A origem de nova informação genética. Parte II

Em post anterior comentei sobre alguns dos mecanismos responsáveis pela introdução de nova “informação genética” nos genomas dos seres vivos, através da criação de novos genes. Na figura abaixo está ilustrado um caminho potencial para o surgimento e diversificação estrutural e funcional de um novo gene, que envolve quatro dos processos discutidos anteriormente: (i) duplicação gênica, (ii) retro-tranposição (através da ação da transcriptase reversa de um retroposon) de um RNA mensageiro codificado por um segundo locus; (iii) embaralhamento exônico (exon shuffling); seguido de (iv) fusão gênica, culminando com a formação de uma novo gene que codifica para uma proteína quimérica.

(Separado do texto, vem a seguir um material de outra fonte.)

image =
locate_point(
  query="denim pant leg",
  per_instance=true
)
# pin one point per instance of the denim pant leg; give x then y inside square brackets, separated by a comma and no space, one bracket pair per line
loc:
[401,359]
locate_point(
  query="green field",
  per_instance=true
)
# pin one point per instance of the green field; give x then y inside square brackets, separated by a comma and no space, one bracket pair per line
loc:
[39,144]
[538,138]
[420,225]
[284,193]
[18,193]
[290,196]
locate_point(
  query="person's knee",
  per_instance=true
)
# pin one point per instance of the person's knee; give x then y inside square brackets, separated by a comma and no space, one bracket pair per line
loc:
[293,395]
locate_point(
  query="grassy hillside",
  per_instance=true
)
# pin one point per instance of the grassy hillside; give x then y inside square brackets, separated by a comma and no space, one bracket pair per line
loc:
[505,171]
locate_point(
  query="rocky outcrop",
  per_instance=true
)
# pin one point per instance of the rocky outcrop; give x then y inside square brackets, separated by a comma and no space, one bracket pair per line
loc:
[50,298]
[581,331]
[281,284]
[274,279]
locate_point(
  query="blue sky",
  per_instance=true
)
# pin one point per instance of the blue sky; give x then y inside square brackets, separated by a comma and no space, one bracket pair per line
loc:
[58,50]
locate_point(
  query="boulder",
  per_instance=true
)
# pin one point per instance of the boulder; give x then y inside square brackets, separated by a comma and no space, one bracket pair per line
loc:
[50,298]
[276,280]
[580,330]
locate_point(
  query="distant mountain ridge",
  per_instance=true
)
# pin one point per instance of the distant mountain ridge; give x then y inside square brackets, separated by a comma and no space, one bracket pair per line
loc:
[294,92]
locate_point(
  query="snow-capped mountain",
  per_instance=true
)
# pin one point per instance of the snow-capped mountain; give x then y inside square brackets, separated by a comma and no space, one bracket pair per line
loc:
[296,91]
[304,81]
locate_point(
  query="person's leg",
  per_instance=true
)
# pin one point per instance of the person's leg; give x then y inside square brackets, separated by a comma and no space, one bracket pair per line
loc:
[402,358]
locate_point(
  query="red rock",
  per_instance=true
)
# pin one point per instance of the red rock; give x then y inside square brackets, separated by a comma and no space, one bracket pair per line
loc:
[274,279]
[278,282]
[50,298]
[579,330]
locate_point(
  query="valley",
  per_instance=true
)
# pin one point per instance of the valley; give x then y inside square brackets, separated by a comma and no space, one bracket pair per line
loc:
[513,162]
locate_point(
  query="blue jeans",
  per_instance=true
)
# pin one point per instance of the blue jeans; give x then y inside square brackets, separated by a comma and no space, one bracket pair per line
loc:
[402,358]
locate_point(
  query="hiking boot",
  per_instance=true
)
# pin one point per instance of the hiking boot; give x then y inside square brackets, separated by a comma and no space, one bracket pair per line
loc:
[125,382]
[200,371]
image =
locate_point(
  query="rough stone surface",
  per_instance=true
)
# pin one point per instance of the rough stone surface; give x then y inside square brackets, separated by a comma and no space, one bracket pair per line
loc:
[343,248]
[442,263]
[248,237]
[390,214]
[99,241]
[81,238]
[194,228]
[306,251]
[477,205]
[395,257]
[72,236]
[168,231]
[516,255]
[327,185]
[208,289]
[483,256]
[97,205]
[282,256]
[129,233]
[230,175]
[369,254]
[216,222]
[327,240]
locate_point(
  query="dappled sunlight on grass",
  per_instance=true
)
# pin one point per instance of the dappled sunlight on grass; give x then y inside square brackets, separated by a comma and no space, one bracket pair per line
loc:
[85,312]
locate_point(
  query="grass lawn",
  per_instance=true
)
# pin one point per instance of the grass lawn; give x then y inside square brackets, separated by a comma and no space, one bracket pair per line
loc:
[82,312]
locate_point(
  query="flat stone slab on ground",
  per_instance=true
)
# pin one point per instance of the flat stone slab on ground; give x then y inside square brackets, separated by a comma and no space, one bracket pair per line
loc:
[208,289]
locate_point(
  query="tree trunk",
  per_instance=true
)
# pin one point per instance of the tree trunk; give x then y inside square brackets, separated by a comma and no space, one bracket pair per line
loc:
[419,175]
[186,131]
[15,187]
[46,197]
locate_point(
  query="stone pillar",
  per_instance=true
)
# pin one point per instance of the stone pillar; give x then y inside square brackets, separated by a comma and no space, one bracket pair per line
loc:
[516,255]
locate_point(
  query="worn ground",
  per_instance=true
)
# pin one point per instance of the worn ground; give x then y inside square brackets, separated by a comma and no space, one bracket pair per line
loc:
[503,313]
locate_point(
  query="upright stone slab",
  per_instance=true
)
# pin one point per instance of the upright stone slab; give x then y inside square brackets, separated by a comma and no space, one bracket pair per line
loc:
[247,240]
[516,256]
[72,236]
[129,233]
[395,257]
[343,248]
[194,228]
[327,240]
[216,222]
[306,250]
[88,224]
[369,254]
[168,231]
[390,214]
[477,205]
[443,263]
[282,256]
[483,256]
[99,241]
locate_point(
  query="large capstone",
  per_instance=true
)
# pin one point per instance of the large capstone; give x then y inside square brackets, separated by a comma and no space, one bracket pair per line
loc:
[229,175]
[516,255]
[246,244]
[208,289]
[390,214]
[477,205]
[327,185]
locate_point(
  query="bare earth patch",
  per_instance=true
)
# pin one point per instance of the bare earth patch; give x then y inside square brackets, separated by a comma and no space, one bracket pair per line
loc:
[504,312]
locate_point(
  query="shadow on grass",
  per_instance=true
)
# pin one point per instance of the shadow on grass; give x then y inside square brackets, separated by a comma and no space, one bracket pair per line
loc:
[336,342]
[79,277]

Chamemos de gene A, o gene duplicado. Após a duplicação, que pode ser provocada por um crossing over desigual, uma das cópias pode sofrer mutações e se transformar em um pseudogene, sendo perdida ao longo do tempo. Pseudogenes, entretanto, podem funcionar como fósseis moleculares e nos ajudar a recriar as etapas de formação de um novo gene. Porém, o ponto importante, é que a função estará protegida, já que existe uma cópia extra. Esta cópia extra pode, por sua vez, pode sofrer uma inserção de um novo segmento de DNA. Neste caso, este segmento é resultado da transcrição reversa (intermediada por um retrotransposon, como o L1, que sintetiza um DNA a partir do transcrito de RNA) de um outro gene, que chamaremos de gene B. Como este transcrito já foi processado e teve seus introns removidos, isto se refletirá no DNA resultante, que possuirá um único grande éxon originado a partir do RNA já processado. Estas “marcas” continuarão no gene novo e, assm, ao compararmos este novo gene com seqüências homólogas, poderemos recriar sua história a partir destes detalhes.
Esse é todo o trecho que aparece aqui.